L'uomo è stato assunto da Dio, non Dio è stato consunto nell'uomo.
Perciò, assai ragionevolmente, come uomo Cristo è inferiore al Padre ma come Dio il medesimo Cristo è uguale al Padre.
Perché dunque, mentre godiamo che alla nostra presenza e tra la grande esultanza dei fedeli ti sei riunito, alla nostra vera fede cattolica, noi siamo ancora addolorati per la pigrizia dei tuoi ( a seguire il tuo esempio )?
Ti supplichiamo in nome di Dio misericordioso che tu, col tuo aiuto, liberi i nostri cuori da tanta afflizione.
Non si può credere che la tua autorità non valga nulla a far tornare sulla retta via i tuoi una volta che ha avuto un peso grandissimo nello sviarli.
Ti disprezzano forse perché sei entrato nella comunione della Chiesa cattolica in un'età così avanzata, mentre dovrebbero ammirarti e venerarti di più perché hai vinto un errore inveterato con una fermezza per così dire giovanile in un vecchio?
Dio non voglia che rifiutino di crederti, ora che dici la verità, mentre erano dello stesso tuo avviso, quando li sviavi dalla verità.
Dio non permetta che rifiutino di pensare con te rettamente, mentre erano d'accordo con te allorché eri fuori strada.
Tu non far altro che pregare per essi e insistere presso di loro.
Anzi conduci con te nella casa del Signore quelli che appartengono alla tua famiglia né ti rincresca di venire nella casa di Dio con quelli ch'erano soliti radunarsi in casa tua, soprattutto perché la Madre Chiesa te ne domanda alcuni ma te ne ridomanda altri: domanda quelli che trova in tua compagnia, ridomanda quelli che hai perduti per causa tua.
Essa non s'affligga delle perdite, ma si allieti piuttosto dei guadagni: acquisti figli che non aveva ma non pianga per quelli che erano suoi.

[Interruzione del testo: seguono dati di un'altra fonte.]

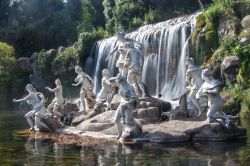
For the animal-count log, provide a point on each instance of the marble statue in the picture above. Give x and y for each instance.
(120, 64)
(37, 101)
(211, 88)
(87, 96)
(108, 89)
(58, 101)
(134, 62)
(194, 81)
(127, 104)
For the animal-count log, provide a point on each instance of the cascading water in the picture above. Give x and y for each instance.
(165, 49)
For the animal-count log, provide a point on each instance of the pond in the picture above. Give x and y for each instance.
(18, 150)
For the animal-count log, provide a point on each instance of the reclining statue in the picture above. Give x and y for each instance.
(58, 101)
(128, 103)
(86, 94)
(211, 89)
(35, 116)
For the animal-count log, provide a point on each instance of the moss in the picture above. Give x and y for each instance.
(195, 36)
(245, 106)
(243, 76)
(242, 9)
(233, 96)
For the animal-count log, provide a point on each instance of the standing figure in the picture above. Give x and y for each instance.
(134, 62)
(211, 89)
(194, 80)
(108, 89)
(123, 70)
(86, 94)
(128, 103)
(58, 101)
(34, 117)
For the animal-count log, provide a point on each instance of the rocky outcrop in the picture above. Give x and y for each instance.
(229, 26)
(178, 131)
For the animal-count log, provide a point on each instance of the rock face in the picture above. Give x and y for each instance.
(229, 69)
(177, 131)
(228, 26)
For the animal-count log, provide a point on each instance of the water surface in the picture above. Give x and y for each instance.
(18, 150)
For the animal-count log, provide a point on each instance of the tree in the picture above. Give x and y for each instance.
(87, 22)
(7, 56)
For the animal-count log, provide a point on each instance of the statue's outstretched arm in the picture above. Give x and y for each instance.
(78, 83)
(112, 52)
(23, 99)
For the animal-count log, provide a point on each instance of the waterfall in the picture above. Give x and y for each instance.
(165, 49)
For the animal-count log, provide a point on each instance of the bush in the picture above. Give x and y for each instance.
(245, 107)
(234, 98)
(65, 61)
(43, 64)
(86, 41)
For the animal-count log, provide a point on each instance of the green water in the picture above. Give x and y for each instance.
(16, 150)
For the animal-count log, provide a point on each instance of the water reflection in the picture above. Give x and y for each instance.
(50, 149)
(44, 151)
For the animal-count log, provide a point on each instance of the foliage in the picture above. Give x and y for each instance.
(234, 99)
(87, 22)
(245, 106)
(43, 64)
(85, 42)
(64, 61)
(7, 56)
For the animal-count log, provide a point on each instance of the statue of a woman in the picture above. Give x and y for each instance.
(128, 103)
(58, 101)
(86, 92)
(107, 91)
(211, 88)
(120, 64)
(36, 99)
(194, 80)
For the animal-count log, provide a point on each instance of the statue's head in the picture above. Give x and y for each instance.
(105, 72)
(120, 35)
(128, 45)
(57, 81)
(78, 69)
(190, 61)
(29, 87)
(206, 74)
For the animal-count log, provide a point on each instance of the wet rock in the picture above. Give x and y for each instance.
(81, 116)
(52, 122)
(148, 115)
(229, 25)
(177, 131)
(130, 132)
(229, 69)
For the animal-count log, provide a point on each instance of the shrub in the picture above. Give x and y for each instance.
(245, 107)
(64, 61)
(234, 98)
(43, 64)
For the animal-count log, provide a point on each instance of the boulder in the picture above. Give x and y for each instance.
(177, 131)
(148, 115)
(81, 116)
(52, 122)
(229, 26)
(229, 69)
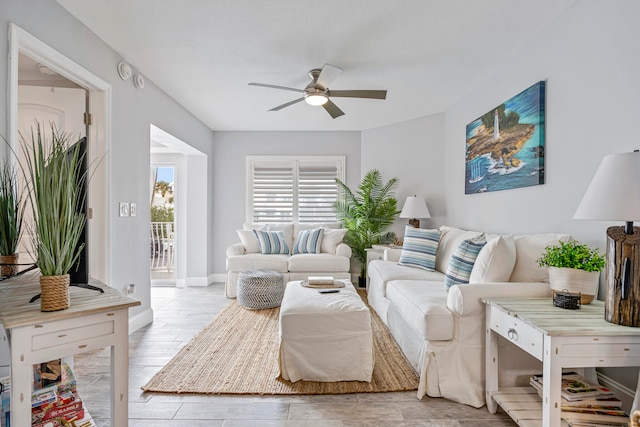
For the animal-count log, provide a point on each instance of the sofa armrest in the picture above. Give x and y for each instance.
(466, 300)
(392, 254)
(235, 249)
(343, 250)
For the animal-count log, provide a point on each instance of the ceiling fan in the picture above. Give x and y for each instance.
(317, 92)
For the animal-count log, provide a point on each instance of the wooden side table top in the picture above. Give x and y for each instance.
(555, 321)
(17, 311)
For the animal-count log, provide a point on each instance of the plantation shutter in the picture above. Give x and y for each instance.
(317, 192)
(272, 193)
(293, 189)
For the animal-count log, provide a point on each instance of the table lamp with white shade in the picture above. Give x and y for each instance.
(614, 195)
(414, 208)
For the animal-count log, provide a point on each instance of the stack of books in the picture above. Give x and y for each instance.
(586, 404)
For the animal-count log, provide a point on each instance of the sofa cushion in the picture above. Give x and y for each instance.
(249, 241)
(331, 238)
(449, 241)
(271, 242)
(462, 261)
(529, 248)
(308, 241)
(495, 261)
(258, 262)
(385, 271)
(419, 248)
(424, 306)
(318, 263)
(287, 229)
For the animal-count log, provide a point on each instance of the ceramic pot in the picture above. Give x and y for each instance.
(54, 293)
(8, 270)
(574, 281)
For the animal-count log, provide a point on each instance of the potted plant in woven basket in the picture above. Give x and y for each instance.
(573, 267)
(11, 217)
(366, 215)
(53, 169)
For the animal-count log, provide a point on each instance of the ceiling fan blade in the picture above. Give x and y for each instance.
(373, 94)
(333, 109)
(327, 75)
(280, 107)
(276, 87)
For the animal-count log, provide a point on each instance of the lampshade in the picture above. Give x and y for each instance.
(614, 192)
(316, 99)
(415, 207)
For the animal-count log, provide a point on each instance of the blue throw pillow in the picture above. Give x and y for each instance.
(271, 242)
(419, 248)
(462, 260)
(308, 241)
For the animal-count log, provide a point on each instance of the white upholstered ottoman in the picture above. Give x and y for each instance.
(325, 337)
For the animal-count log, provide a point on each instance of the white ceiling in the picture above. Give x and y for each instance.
(426, 53)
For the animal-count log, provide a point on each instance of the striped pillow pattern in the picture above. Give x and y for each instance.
(271, 242)
(419, 248)
(462, 260)
(308, 241)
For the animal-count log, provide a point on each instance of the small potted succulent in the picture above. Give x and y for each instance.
(574, 267)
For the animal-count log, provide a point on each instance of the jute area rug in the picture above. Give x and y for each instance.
(237, 353)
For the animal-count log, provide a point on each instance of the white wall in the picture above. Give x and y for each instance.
(132, 112)
(229, 175)
(411, 151)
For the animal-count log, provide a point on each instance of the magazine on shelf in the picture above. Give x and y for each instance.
(575, 387)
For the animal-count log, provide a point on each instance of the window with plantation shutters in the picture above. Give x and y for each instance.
(293, 189)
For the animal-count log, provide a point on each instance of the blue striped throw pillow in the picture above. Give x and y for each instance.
(462, 260)
(308, 242)
(271, 242)
(419, 248)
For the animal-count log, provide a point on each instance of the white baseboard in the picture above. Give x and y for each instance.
(217, 278)
(140, 320)
(624, 393)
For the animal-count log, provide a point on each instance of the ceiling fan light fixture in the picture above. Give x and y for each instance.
(316, 99)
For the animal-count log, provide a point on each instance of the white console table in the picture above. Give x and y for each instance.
(560, 339)
(93, 321)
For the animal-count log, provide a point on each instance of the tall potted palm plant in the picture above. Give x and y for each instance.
(53, 170)
(11, 210)
(366, 214)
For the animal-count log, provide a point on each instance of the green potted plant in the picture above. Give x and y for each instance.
(575, 267)
(53, 170)
(11, 217)
(366, 214)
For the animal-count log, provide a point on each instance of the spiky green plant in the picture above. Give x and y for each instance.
(366, 214)
(11, 209)
(53, 170)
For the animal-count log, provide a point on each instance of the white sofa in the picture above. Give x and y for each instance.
(442, 332)
(333, 259)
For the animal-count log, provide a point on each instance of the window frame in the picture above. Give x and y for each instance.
(294, 161)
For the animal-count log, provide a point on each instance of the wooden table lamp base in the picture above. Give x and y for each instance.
(622, 303)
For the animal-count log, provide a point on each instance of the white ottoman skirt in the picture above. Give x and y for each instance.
(325, 337)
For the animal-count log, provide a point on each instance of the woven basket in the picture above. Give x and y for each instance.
(8, 270)
(54, 293)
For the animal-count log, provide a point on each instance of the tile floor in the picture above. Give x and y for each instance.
(179, 314)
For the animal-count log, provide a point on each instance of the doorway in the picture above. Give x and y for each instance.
(162, 227)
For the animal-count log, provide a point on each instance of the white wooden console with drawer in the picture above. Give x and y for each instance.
(558, 337)
(93, 321)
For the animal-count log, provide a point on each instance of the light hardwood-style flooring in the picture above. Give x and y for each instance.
(178, 315)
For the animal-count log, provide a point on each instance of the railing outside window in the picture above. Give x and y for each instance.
(162, 245)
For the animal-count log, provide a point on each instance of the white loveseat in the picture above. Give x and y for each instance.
(442, 332)
(333, 259)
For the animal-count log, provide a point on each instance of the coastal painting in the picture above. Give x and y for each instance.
(505, 146)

Noi innalziamo preghiere a Dio, acciocché tu adempia la nostra esortazione, e inoltre per la sua misericordia noi speriamo dalla sua misericordia che presto il nostro cuore si colmerà di gioia e la nostra lingua di canti d'esultanza ( Sal 126,2 ) ricevendo una lettera di Peregrino, nostro santo fratello e collega d'episcopato, e la risposta della tua Dilezione.